Arrival of the Seed Catalogs

A special event takes place each year around this time—the seed catalogs arrive on our doorstep. Nothing says springtime like the arrival of these glimpses into the future. Rebecca and I wait for them each year with bated breath and eagerly anticipate what they’ll contain. The two major catalogs for us come from Jung’s and Gurney’s. We do receive other catalogs, but don’t look at them in detail quite as often as we do these two. The main reason is that these two catalogs generally contain everything we want to grow (and then some).

I’m sure that a few of you are already rolling your eyes and thinking, “Just how antiquated can you get? Why not look online?” I’ve been finding that online catalogs work great when you have some idea of what you want. If I want to buy a specific piece of software or computer hardware, a repair part for Rebecca’s vacuum, clothing, CDs, DVDs, and so on, then an online catalog works great. In fact, using one can save time. Growing a garden is a little different. Often, you don’t know that you’re going to grow something until you see it in a catalog. In short, viewing the catalog provides something online catalogs don’t provide as well—a glimpse of what you didn’t know you wanted.

Before someone places this sort of purchase in the impulse buying category, it’s good to consider how seeing new items can really help the gardener. The following list is my favorite reasons for looking at new items, rather than simply sticking with the old favorites:

 

  • Growing new items can help improve the nutrition the grower receives from the produce.
  • Different items take different nutrients from the soil, so growing new items can help keep the nutrients in your garden more balanced.
  • No one wants to get bored growing their own food.
  • The new items may have different resistance to pests, making use of pesticides less necessary.
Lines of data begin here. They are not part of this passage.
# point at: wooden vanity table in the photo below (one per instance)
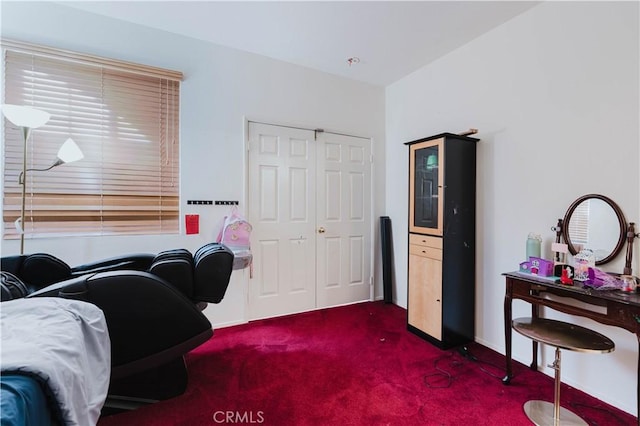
(617, 308)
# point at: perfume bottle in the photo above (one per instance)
(534, 242)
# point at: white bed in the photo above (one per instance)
(65, 344)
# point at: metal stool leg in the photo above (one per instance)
(543, 413)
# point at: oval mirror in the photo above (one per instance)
(595, 222)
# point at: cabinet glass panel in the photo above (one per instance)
(426, 183)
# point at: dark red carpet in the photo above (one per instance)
(352, 365)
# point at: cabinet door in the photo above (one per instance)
(425, 292)
(426, 180)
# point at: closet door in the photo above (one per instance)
(343, 238)
(282, 211)
(310, 207)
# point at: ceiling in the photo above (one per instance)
(391, 39)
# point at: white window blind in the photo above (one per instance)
(125, 119)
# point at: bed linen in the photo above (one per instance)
(65, 345)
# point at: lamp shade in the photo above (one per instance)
(25, 116)
(70, 152)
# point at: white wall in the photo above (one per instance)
(554, 93)
(222, 88)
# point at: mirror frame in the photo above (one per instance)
(621, 220)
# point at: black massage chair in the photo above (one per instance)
(152, 305)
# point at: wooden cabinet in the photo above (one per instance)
(441, 275)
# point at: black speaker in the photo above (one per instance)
(387, 257)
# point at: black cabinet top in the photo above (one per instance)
(444, 135)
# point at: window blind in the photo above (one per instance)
(125, 119)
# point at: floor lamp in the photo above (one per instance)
(28, 118)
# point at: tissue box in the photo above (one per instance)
(539, 266)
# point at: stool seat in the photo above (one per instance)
(563, 335)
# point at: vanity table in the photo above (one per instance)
(606, 235)
(615, 308)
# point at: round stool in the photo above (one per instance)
(562, 335)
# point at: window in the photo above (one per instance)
(125, 119)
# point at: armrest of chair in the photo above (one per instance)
(134, 262)
(36, 270)
(150, 322)
(213, 265)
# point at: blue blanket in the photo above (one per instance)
(24, 402)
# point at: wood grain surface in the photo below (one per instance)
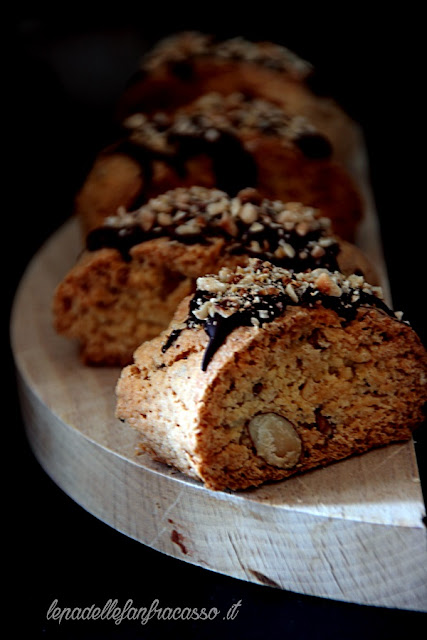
(351, 532)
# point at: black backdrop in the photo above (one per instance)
(68, 68)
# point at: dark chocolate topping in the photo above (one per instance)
(260, 293)
(289, 235)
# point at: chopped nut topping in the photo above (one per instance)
(249, 224)
(213, 115)
(187, 45)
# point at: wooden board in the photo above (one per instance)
(351, 532)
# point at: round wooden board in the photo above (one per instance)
(330, 533)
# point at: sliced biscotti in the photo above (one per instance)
(139, 265)
(265, 373)
(227, 142)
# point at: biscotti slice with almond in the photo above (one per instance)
(139, 265)
(265, 373)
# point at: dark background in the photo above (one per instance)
(68, 67)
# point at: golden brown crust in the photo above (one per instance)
(344, 389)
(111, 304)
(228, 142)
(187, 65)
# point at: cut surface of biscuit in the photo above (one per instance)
(139, 265)
(313, 368)
(228, 142)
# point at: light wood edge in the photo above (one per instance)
(311, 555)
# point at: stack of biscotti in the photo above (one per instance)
(265, 373)
(227, 142)
(184, 66)
(220, 270)
(139, 265)
(241, 115)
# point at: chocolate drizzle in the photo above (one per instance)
(288, 235)
(254, 307)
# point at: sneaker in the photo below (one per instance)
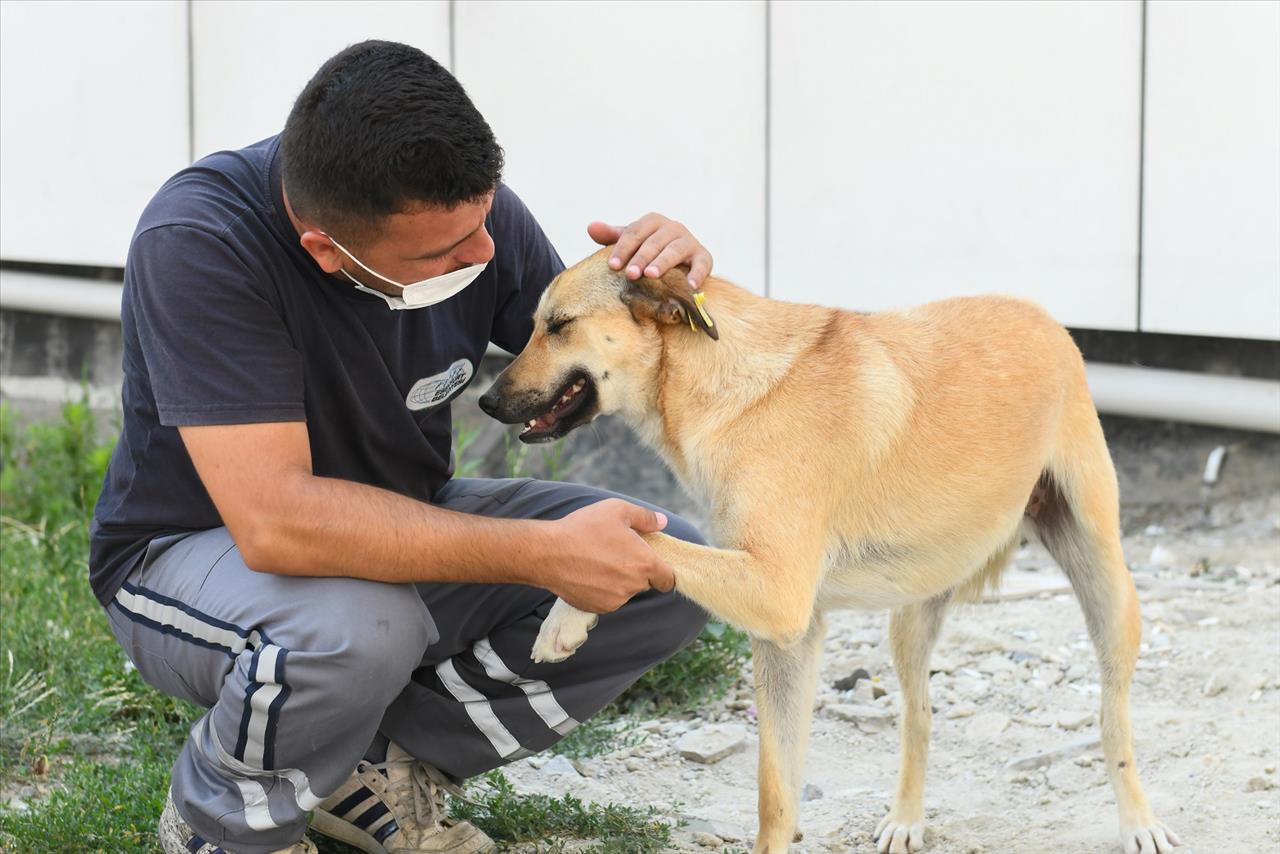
(177, 836)
(397, 807)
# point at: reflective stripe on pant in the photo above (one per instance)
(301, 674)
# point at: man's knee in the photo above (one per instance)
(673, 621)
(374, 639)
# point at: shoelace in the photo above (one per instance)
(426, 786)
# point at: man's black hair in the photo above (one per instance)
(383, 128)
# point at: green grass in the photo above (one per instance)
(511, 817)
(80, 726)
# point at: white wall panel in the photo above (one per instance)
(95, 118)
(251, 59)
(1211, 199)
(608, 110)
(923, 150)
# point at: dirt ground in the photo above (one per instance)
(1018, 679)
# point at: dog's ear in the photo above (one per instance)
(668, 301)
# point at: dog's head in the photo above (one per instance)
(595, 348)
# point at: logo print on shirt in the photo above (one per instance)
(433, 391)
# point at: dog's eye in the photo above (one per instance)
(556, 324)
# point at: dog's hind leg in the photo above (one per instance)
(785, 684)
(1078, 520)
(912, 631)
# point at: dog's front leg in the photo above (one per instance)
(785, 684)
(912, 631)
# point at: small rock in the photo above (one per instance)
(972, 686)
(942, 665)
(1216, 684)
(1074, 720)
(695, 825)
(987, 726)
(1048, 757)
(712, 743)
(993, 665)
(868, 718)
(850, 683)
(1069, 779)
(864, 692)
(560, 766)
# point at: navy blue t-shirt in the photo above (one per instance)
(228, 320)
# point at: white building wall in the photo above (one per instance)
(94, 118)
(867, 155)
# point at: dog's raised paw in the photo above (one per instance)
(1152, 837)
(562, 633)
(894, 836)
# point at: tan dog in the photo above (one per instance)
(849, 461)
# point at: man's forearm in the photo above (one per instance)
(327, 526)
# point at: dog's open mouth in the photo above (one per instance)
(575, 406)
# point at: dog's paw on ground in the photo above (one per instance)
(1151, 837)
(895, 836)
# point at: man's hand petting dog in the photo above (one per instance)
(653, 245)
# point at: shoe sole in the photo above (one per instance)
(343, 831)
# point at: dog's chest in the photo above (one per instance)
(871, 575)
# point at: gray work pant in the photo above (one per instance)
(302, 675)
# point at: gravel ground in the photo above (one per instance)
(1018, 679)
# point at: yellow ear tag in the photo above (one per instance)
(699, 298)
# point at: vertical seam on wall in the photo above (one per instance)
(768, 154)
(1142, 156)
(191, 85)
(453, 53)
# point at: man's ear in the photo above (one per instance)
(321, 250)
(667, 301)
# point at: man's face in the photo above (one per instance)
(423, 243)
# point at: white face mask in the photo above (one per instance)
(419, 295)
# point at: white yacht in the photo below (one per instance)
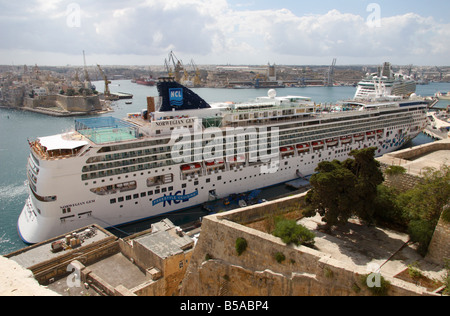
(387, 82)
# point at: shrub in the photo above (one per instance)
(290, 232)
(446, 215)
(395, 170)
(241, 246)
(279, 257)
(377, 290)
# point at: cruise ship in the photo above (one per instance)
(181, 152)
(385, 82)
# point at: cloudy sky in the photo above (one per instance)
(132, 32)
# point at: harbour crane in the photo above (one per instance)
(197, 81)
(177, 66)
(329, 81)
(107, 92)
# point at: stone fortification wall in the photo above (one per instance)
(65, 103)
(79, 104)
(217, 269)
(439, 249)
(402, 182)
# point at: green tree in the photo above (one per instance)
(369, 176)
(332, 193)
(341, 190)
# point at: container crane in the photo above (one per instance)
(177, 67)
(197, 81)
(107, 93)
(87, 80)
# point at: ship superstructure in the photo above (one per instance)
(385, 82)
(181, 152)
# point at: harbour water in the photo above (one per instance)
(18, 126)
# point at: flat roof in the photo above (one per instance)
(164, 240)
(42, 252)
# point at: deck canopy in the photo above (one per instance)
(61, 142)
(102, 130)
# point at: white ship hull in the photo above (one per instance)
(63, 199)
(34, 228)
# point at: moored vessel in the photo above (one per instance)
(180, 151)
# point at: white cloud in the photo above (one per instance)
(212, 31)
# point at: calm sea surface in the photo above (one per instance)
(18, 126)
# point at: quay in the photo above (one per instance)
(92, 261)
(438, 128)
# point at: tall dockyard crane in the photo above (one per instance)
(177, 67)
(330, 74)
(197, 81)
(107, 82)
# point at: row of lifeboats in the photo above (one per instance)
(331, 142)
(286, 151)
(213, 163)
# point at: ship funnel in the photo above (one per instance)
(176, 97)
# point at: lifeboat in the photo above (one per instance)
(214, 163)
(236, 159)
(358, 137)
(332, 142)
(191, 167)
(318, 144)
(380, 133)
(371, 134)
(302, 148)
(286, 149)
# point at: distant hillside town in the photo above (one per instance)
(69, 90)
These reasons won’t be enough for some people to consider going back to the paper catalog after establishing an affinity for the online version. There are other good reasons to get a paper catalog:

 

  • Some paper catalogs come with discount coupons that you don’t receive with the online version.
  • You can’t take a usable computer screen with you to show friends what you plan to buy (viewing gardening items on an iPad just doesn’t make it in my book).
  • It’s even hard for two people to view the catalog in the same way by sharing a computer display.
  • Using the online catalog often requires that you open your computer to potential virus attack in order to use JavaScript and those fancy multimedia features.
  • Catalogs make it easy to compare what you thought you were going to get with what you actually see in the garden.
  • The paper catalog is a handy reminder that you really do need to start thinking about your garden, even though winter still has a firm grasp.


Whether you get a paper catalog or not is up to you, of course. Some people will say that we’re wasting trees by continuing to get paper catalogs (we do recycle every last piece of paper that enters the house). Whether you use paper or online catalogs though, it’s time to start thinking about that garden. What will you plant this year? Let me know about your gardening ideas at John@JohnMuellerBooks.com.

 

Author: John

John Mueller is a freelance author and technical editor. He has writing in his blood, having produced 117 books and over 600 articles to date. The topics range from networking to artificial intelligence and from database management to heads-down programming. Some of his current offerings include topics on machine learning, AI, Android programming, and C++ programming. His technical editing skills have helped over more than 70 authors refine the content of their manuscripts. You can reach John on the Internet at John@JohnMuellerBooks.com.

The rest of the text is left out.